Time complexity: $O(n^3)$ with careful implementation (or $O(VE)$ using augmenting paths in the bipartite graph).


Applications: Project Selection and Image Segmentation

Project selection. Given projects with profits and machines with costs, where projects require certain machines: model as a flow network. Projects are connected to $s$ with capacity = profit; machines connect to $t$ with capacity = cost; project-machine dependencies have $\infty$ capacity. A minimum $s$-$t$ cut selects which projects to pursue and which machines to buy, maximising profit minus cost.

Graph-cut image segmentation (GrabCut). Each pixel is a node; neighbouring pixels share edges whose capacity encodes colour similarity. Source $s$ represents “foreground” and sink $t$ represents “background”. A minimum $s$-$t$ cut partitions pixels into foreground and background, balancing the unary term (how likely each pixel is foreground/background) against the pairwise term (how different adjacent pixels are). Dinic’s algorithm handles the dense grid graphs efficiently.


Examples

Task assignment. A company has $n$ workers and $m$ jobs; each worker can do a subset of jobs. Maximum bipartite matching finds the largest number of jobs that can be simultaneously assigned (one worker per job). If a perfect matching exists, König’s theorem also identifies the smallest set of workers that “covers” all jobs.

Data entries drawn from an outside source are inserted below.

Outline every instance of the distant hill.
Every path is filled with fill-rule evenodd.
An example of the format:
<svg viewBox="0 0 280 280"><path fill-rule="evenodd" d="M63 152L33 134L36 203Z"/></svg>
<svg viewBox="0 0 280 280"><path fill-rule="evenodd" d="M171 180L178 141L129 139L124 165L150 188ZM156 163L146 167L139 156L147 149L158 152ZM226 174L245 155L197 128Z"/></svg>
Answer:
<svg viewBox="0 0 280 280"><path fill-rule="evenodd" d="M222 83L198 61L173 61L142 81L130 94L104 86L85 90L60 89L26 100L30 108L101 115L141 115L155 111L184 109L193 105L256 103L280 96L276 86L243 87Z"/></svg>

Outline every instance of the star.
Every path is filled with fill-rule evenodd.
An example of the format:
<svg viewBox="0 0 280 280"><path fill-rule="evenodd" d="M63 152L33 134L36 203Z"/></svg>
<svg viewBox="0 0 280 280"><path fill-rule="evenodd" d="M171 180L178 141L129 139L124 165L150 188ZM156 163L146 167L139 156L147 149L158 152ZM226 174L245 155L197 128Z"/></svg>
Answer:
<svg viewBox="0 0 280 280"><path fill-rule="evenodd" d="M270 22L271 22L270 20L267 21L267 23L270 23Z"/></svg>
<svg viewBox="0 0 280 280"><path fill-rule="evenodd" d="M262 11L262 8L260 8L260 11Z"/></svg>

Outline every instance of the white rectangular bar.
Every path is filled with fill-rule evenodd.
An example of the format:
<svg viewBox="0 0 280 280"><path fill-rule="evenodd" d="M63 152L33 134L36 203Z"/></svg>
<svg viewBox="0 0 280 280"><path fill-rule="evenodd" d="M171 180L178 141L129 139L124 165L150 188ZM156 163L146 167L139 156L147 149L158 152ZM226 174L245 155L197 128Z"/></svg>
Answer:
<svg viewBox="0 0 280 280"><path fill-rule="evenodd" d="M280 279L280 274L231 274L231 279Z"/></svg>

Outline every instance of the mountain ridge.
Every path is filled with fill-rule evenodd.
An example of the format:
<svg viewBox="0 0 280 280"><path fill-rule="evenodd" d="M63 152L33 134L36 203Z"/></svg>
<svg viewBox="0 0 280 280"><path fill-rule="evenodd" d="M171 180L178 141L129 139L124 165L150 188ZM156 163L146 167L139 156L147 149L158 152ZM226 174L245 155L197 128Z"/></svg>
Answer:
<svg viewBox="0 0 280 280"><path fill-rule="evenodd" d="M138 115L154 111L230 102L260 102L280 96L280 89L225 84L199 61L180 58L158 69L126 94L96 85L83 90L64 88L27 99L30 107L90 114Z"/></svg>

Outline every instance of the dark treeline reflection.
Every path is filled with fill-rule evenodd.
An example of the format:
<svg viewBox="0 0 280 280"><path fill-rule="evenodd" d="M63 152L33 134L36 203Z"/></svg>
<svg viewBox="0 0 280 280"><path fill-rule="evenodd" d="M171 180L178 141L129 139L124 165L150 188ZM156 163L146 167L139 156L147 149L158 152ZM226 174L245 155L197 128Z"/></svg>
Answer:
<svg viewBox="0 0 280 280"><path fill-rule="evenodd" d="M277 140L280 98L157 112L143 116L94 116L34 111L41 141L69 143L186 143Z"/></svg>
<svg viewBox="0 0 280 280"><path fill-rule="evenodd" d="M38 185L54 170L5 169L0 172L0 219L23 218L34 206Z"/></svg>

Network bandwidth. A data-centre operator models its switching fabric as a flow network with link capacities. Ford-Fulkerson (or Dinic’s) computes the maximum aggregate throughput from ingress to egress nodes; the min-cut identifies the bottleneck links that limit overall bandwidth.

Baseball elimination. Team $i$ is eliminated if even optimistically (assuming they win all remaining games) they cannot tie for first. This reduces to a max-flow problem: if the max flow is less than the total remaining games among a subset of teams, some team mathematically cannot reach first place.